“Can you only imagine? Imagine at 4 a.m., each of you, you start hearing bomb explosions, severe explosions. Justin, can you imagine hearing? You, your children hear all these severe explosions, bombing of airport, bombing of Ottawa Airport. Tens of other cities of your wonderful country. Can you imagine that?”
The words of Volodymyr Zelenskyy, echoing through the Parliament in Ottawa. With only a few simple words he had made it personal to his audience. He has put them in his shoes, if only just for a moment.
The events in Ukraine over the past few weeks have shocked the world. Maybe ‘shocked’ isn’t the right word, given the troop build-up for the weeks before told their own tale, as did the intelligence!
The invasion of Ukraine by Russia has seen Nations stand together, sanctions on a level not seen before and slowly the vast majority of the world coming together and firmly standing (even if from a distance of safety) on the side of Ukraine. Even China has been muted, not supporting one side or another outright – surely a worry for Putin.
Watching the President of Ukraine, Volodymyr Zelenskyy, over the past few weeks he has been impressive in how he has been communicating. He has communicated in such a manner, that he has ensured that the plight of Ukraine and Ukrainians has stayed front and centre of the news since the beginning of the invasion.
He has been invited to speak to parliaments, something not seen before in the UK as example, and Prime Ministers and in doing so has spoken to all of us. He has used different channels, from new broadcasters to social media channels to deliver his different messages. He has used different formats and different tones, content suitable for broadcast and content for social media channels. Zelenskyy has been thankful for assistance yet forceful in his demands for more support.
He has captivated his multiple and vastly different audiences and engaged with every single one. He has brought into our offices and living rooms the reality of war, he has made us feel the hurt and anger of what we are witnessing, aided by the work of brave journalists and civilians on the ground.
He has made it personal, addressing people by their name, using phrases and sayings that his audience would be familiar with and recognise.

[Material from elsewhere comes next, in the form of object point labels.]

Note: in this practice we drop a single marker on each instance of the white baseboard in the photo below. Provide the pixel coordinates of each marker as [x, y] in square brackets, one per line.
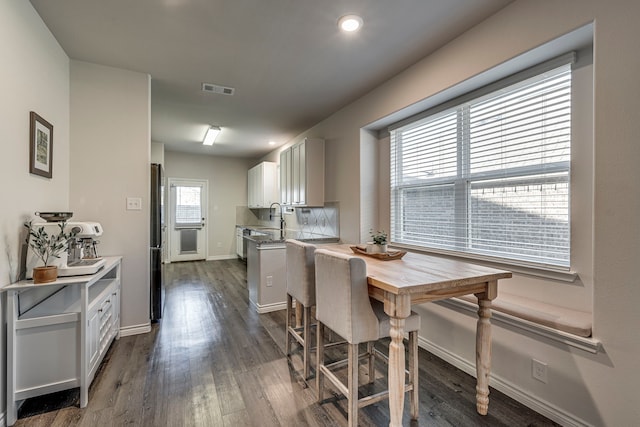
[126, 331]
[267, 308]
[221, 257]
[512, 390]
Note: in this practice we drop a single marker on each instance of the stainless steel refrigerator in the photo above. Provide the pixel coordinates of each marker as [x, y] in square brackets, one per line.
[157, 225]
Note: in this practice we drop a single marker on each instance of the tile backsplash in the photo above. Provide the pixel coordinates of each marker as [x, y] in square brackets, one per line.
[309, 222]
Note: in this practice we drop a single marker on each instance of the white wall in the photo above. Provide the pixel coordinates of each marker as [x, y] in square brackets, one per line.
[583, 388]
[34, 76]
[110, 157]
[227, 189]
[157, 153]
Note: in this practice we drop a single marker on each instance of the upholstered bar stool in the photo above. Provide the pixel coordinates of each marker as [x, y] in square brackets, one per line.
[343, 305]
[301, 286]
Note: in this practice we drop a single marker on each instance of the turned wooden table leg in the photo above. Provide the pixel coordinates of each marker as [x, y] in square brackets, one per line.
[398, 307]
[299, 315]
[483, 348]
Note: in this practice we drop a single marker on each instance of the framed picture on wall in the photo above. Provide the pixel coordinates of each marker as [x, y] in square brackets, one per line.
[40, 146]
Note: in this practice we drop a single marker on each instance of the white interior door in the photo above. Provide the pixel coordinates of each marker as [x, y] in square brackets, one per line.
[187, 219]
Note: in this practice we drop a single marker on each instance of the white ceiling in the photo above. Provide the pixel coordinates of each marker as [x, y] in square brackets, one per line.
[286, 59]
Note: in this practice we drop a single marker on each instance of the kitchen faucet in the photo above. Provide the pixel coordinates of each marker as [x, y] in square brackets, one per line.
[281, 217]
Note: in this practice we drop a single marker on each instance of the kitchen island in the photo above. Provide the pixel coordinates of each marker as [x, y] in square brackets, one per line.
[266, 265]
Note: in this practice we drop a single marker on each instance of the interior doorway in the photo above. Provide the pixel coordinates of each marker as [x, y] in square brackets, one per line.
[187, 219]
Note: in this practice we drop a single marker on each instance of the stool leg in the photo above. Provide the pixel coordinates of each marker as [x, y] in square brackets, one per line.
[372, 358]
[413, 373]
[353, 385]
[288, 325]
[306, 351]
[319, 360]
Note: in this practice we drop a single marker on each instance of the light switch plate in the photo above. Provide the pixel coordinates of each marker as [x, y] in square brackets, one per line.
[134, 204]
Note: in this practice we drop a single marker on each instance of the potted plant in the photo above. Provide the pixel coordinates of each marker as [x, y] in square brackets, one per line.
[47, 247]
[379, 243]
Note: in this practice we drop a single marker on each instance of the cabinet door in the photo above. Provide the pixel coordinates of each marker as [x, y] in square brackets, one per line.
[115, 307]
[239, 243]
[93, 338]
[253, 187]
[295, 174]
[285, 177]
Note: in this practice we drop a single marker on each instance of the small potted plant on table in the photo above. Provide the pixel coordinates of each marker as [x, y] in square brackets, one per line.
[379, 243]
[47, 247]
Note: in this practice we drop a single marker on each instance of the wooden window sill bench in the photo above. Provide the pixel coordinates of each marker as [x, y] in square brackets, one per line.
[569, 326]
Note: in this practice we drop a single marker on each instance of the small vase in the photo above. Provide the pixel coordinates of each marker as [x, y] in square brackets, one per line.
[374, 248]
[46, 274]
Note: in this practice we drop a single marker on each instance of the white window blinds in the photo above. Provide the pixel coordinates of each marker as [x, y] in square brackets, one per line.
[188, 206]
[489, 177]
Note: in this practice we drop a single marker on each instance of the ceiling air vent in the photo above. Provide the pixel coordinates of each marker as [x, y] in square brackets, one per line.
[222, 90]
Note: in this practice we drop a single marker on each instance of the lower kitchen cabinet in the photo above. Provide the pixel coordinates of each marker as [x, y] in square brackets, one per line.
[266, 276]
[59, 332]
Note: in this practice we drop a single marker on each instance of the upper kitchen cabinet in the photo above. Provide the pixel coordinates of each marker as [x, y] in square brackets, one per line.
[302, 173]
[263, 185]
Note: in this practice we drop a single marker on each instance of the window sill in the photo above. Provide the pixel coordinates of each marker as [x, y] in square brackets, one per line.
[559, 274]
[588, 344]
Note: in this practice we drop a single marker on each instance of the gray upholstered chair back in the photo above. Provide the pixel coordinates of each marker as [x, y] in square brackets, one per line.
[342, 297]
[301, 279]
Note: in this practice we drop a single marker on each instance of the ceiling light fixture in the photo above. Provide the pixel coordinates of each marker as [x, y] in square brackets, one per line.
[350, 23]
[210, 136]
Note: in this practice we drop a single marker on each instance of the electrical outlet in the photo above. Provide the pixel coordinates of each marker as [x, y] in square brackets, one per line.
[539, 370]
[134, 204]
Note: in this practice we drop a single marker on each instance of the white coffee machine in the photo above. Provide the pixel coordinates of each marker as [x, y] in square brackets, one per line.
[81, 256]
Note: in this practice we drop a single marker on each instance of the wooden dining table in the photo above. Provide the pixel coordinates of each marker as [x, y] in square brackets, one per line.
[416, 279]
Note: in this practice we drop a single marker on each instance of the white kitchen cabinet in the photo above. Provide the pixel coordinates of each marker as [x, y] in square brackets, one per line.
[240, 242]
[263, 185]
[59, 332]
[302, 173]
[266, 276]
[285, 177]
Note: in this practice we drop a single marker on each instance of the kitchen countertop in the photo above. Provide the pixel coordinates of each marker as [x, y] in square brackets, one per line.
[270, 235]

Zelenskyy is inviting the audience into his world, trying to give them a sense of what it is like in his shoes.
Zelenskyy has ensured that he has been able to speak to the world, all whilst his country is under attack and he is under constant pressure to make decisions.
At home, Zelenskyy has had to show strength and resolve, he has to continue to inspire the citizens of Ukraine to stand up to the Russian aggression and fight. He will also have to ensure communications are reaching citizens about when and how to evacuate, what the Government is doing to ensure food, water and electricity – all in the most difficult circumstances and in some circumstances where it won’t be possible to reach people at all.
There is a lot we can learn from Zelenskyy, being a former actor he knows how to capture his audience and keep their attention. He has seamlessly engaged his different audiences, adapted his style and tone to ensure they can relate to what he is saying. He has been forceful when he has needed to be but not in a way that disrupts the audience. All of this this has proven valuable to the Ukrainian people in their time of greatest need, and it will be crucial.